Wichtig ist hier vor allem die Option -o, da es eventuell sein kann das ihr ein Passwort und / oder einen Benutzernamen angeben müsst um den Share überhaupt mounten zu dürfen. Das ist Serverseitig bestimmt.


*Anmerkungen*

Wie ihr bereits gemerkt habt, habe ich beim Client mit einbezogen das Shares vieleicht durch Passworte geschützt sein können. Die von mir angegebene Config für den Samba Server beinhaltet dies nicht. Es ist nur die Sicherung drin das das nur im Lan freigegeben sein soll. Wer nun in großen Netzwerken ist, der sollte entweder nur "unbedeutende" Daten sharen oder mit Passwortschutz arbeiten.

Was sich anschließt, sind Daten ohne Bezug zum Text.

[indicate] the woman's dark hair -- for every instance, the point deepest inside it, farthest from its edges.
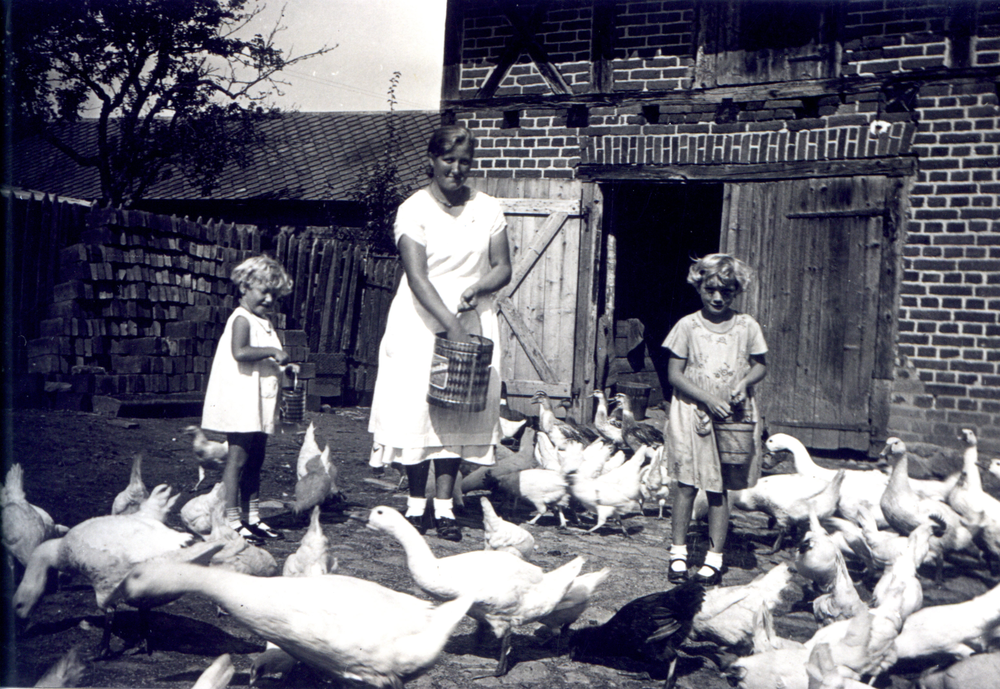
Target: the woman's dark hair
(444, 139)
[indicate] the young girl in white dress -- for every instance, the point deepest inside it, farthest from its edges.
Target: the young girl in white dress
(453, 243)
(242, 392)
(716, 357)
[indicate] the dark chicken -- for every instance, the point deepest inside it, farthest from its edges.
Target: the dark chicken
(648, 629)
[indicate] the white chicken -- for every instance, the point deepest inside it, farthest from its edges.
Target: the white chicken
(500, 534)
(820, 560)
(196, 513)
(576, 600)
(727, 615)
(210, 454)
(317, 482)
(507, 590)
(135, 493)
(104, 549)
(541, 487)
(25, 525)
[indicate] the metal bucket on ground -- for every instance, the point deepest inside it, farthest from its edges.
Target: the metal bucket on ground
(460, 373)
(638, 394)
(735, 441)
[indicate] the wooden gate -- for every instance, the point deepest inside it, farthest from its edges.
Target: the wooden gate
(825, 254)
(542, 349)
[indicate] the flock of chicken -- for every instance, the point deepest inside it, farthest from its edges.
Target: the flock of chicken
(890, 525)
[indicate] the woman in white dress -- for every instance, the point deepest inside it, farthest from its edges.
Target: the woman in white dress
(453, 243)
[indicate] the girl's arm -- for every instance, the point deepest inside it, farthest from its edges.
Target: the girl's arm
(414, 257)
(242, 351)
(498, 276)
(758, 369)
(675, 374)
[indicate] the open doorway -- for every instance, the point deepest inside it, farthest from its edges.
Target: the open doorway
(653, 231)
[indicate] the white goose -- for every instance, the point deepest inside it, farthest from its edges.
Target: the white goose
(507, 591)
(859, 485)
(104, 549)
(341, 626)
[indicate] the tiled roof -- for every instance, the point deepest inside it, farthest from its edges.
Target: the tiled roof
(312, 156)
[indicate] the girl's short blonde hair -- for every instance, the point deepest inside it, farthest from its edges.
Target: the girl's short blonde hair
(728, 269)
(263, 272)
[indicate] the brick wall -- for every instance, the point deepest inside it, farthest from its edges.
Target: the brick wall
(949, 331)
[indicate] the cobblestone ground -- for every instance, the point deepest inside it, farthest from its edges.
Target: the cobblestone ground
(75, 463)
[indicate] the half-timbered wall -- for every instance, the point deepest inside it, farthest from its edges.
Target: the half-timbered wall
(897, 87)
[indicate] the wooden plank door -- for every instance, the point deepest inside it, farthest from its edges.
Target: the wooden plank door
(539, 306)
(820, 248)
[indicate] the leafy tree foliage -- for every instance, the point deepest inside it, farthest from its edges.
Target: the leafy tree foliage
(176, 88)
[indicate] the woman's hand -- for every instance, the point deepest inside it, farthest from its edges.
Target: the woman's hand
(469, 300)
(719, 407)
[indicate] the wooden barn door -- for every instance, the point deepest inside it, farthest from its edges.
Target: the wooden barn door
(539, 307)
(824, 252)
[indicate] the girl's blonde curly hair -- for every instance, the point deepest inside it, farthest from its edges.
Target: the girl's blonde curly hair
(263, 272)
(728, 269)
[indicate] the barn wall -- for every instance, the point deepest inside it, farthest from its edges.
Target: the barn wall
(910, 80)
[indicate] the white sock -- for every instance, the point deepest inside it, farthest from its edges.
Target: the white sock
(711, 560)
(678, 553)
(443, 508)
(415, 506)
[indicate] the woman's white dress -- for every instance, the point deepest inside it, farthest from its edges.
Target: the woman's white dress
(407, 429)
(242, 395)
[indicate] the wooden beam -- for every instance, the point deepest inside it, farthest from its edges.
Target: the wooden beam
(891, 167)
(523, 334)
(530, 255)
(539, 206)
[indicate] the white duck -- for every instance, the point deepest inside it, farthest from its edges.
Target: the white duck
(341, 626)
(238, 555)
(576, 600)
(728, 615)
(905, 510)
(859, 485)
(217, 675)
(312, 557)
(135, 493)
(500, 534)
(196, 513)
(507, 591)
(210, 454)
(25, 525)
(104, 549)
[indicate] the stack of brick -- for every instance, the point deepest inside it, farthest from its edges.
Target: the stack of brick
(141, 303)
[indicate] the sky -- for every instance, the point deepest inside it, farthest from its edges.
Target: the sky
(374, 38)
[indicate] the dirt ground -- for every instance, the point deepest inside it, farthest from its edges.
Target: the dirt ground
(75, 463)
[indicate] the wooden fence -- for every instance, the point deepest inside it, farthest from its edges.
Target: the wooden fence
(126, 302)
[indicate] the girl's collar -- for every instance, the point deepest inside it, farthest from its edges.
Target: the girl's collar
(719, 328)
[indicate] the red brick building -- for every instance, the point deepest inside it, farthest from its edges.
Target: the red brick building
(847, 150)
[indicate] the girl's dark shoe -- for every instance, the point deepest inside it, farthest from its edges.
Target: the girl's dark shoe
(263, 531)
(448, 529)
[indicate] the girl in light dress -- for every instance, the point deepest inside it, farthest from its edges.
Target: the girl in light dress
(242, 393)
(716, 357)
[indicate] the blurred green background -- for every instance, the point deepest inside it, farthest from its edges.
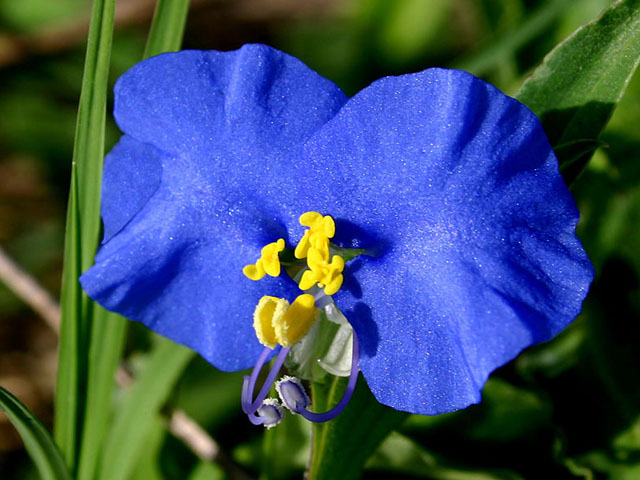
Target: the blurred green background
(566, 409)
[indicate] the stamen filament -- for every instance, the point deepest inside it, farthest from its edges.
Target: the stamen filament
(250, 406)
(351, 386)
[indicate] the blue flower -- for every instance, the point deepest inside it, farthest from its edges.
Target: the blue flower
(452, 184)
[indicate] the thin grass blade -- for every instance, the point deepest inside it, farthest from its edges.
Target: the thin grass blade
(36, 438)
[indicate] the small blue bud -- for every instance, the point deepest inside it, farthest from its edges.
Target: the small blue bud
(292, 394)
(270, 412)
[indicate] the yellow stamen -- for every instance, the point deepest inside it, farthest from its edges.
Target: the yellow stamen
(326, 275)
(267, 311)
(321, 229)
(296, 321)
(275, 321)
(268, 263)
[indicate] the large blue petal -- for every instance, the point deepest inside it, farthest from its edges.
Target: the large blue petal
(255, 99)
(132, 174)
(185, 192)
(458, 188)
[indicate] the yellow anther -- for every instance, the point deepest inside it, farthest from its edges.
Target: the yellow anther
(321, 229)
(326, 275)
(296, 321)
(267, 309)
(277, 322)
(268, 263)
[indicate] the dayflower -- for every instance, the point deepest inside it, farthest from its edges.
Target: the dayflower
(449, 186)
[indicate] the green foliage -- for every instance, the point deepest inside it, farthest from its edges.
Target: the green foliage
(140, 407)
(83, 227)
(576, 89)
(36, 439)
(566, 409)
(342, 446)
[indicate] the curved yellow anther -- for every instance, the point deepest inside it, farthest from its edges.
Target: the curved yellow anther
(267, 310)
(296, 321)
(268, 263)
(321, 229)
(277, 322)
(326, 275)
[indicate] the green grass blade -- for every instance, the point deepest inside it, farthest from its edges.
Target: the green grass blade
(503, 48)
(68, 386)
(342, 446)
(37, 440)
(83, 229)
(107, 342)
(167, 28)
(128, 436)
(579, 84)
(109, 330)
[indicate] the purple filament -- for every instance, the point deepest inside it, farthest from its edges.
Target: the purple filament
(250, 406)
(351, 386)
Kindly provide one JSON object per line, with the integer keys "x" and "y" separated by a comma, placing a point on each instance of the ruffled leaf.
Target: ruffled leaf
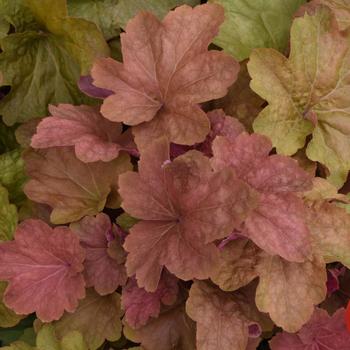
{"x": 41, "y": 265}
{"x": 72, "y": 188}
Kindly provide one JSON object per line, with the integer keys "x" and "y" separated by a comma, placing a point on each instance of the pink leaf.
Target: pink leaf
{"x": 320, "y": 333}
{"x": 94, "y": 137}
{"x": 166, "y": 72}
{"x": 104, "y": 271}
{"x": 278, "y": 224}
{"x": 184, "y": 206}
{"x": 44, "y": 269}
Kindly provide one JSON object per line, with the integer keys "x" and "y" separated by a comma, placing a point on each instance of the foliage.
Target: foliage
{"x": 174, "y": 175}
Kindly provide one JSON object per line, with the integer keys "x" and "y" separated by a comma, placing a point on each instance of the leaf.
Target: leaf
{"x": 172, "y": 330}
{"x": 83, "y": 127}
{"x": 221, "y": 324}
{"x": 249, "y": 25}
{"x": 183, "y": 206}
{"x": 101, "y": 271}
{"x": 241, "y": 101}
{"x": 60, "y": 180}
{"x": 127, "y": 9}
{"x": 43, "y": 64}
{"x": 12, "y": 174}
{"x": 237, "y": 265}
{"x": 42, "y": 264}
{"x": 166, "y": 73}
{"x": 307, "y": 98}
{"x": 8, "y": 318}
{"x": 104, "y": 13}
{"x": 8, "y": 217}
{"x": 97, "y": 318}
{"x": 278, "y": 223}
{"x": 47, "y": 340}
{"x": 288, "y": 291}
{"x": 330, "y": 227}
{"x": 140, "y": 305}
{"x": 321, "y": 332}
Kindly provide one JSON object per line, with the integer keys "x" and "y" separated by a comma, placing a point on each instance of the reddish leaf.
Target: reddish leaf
{"x": 173, "y": 329}
{"x": 278, "y": 224}
{"x": 166, "y": 72}
{"x": 140, "y": 305}
{"x": 72, "y": 188}
{"x": 83, "y": 127}
{"x": 183, "y": 206}
{"x": 320, "y": 333}
{"x": 102, "y": 271}
{"x": 44, "y": 269}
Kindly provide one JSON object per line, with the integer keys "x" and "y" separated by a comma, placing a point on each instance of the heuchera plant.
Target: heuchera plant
{"x": 175, "y": 175}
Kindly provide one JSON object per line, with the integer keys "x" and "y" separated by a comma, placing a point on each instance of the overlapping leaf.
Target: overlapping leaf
{"x": 42, "y": 265}
{"x": 173, "y": 329}
{"x": 183, "y": 206}
{"x": 166, "y": 73}
{"x": 103, "y": 271}
{"x": 321, "y": 332}
{"x": 278, "y": 224}
{"x": 72, "y": 188}
{"x": 97, "y": 318}
{"x": 94, "y": 137}
{"x": 307, "y": 93}
{"x": 42, "y": 61}
{"x": 140, "y": 305}
{"x": 249, "y": 25}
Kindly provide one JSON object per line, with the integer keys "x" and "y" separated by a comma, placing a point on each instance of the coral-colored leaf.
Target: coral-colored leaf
{"x": 288, "y": 291}
{"x": 222, "y": 318}
{"x": 173, "y": 329}
{"x": 94, "y": 137}
{"x": 101, "y": 271}
{"x": 278, "y": 224}
{"x": 44, "y": 269}
{"x": 184, "y": 206}
{"x": 320, "y": 333}
{"x": 140, "y": 305}
{"x": 72, "y": 188}
{"x": 236, "y": 266}
{"x": 166, "y": 72}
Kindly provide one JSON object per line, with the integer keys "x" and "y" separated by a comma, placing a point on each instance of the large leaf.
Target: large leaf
{"x": 288, "y": 291}
{"x": 127, "y": 9}
{"x": 102, "y": 12}
{"x": 42, "y": 265}
{"x": 307, "y": 93}
{"x": 8, "y": 216}
{"x": 252, "y": 24}
{"x": 43, "y": 66}
{"x": 72, "y": 188}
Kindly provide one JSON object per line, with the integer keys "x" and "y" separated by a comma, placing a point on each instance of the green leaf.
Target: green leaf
{"x": 8, "y": 318}
{"x": 8, "y": 219}
{"x": 97, "y": 318}
{"x": 103, "y": 13}
{"x": 43, "y": 66}
{"x": 308, "y": 93}
{"x": 12, "y": 175}
{"x": 253, "y": 24}
{"x": 127, "y": 9}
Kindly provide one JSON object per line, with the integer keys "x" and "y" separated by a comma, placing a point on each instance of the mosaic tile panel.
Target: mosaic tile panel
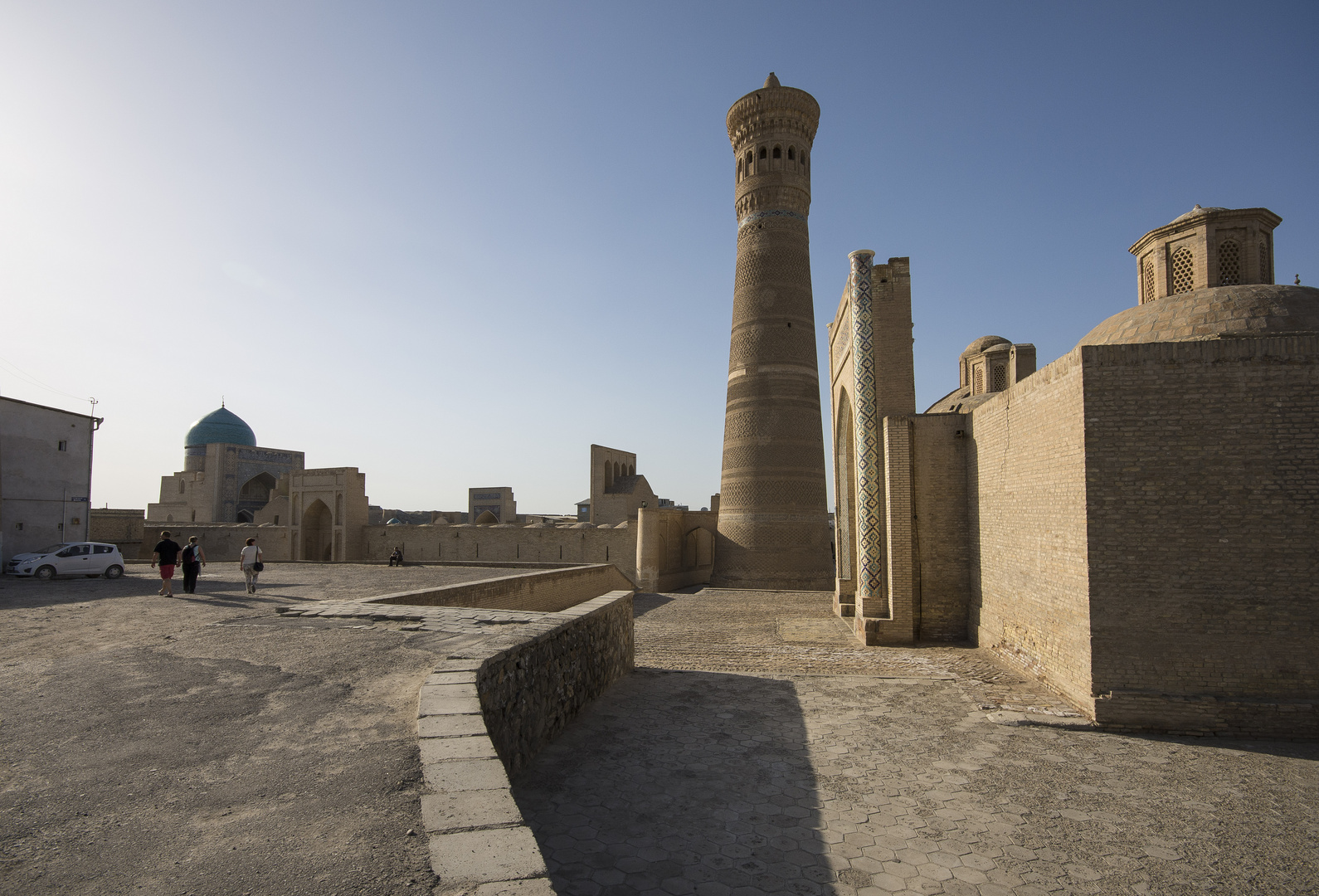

Ich empfehle dazu eine HowTo von LKH:

http://www.linuxforen.de/forums/show...threadid=18923


*Drucker freigeben*

Samba beherrscht neben der Freigabe von Dateien auch das teilen des Druckers. Ich beschreibe hier wie man das macht wenn man das weit verbreitete Drucker System CUPS verwendet.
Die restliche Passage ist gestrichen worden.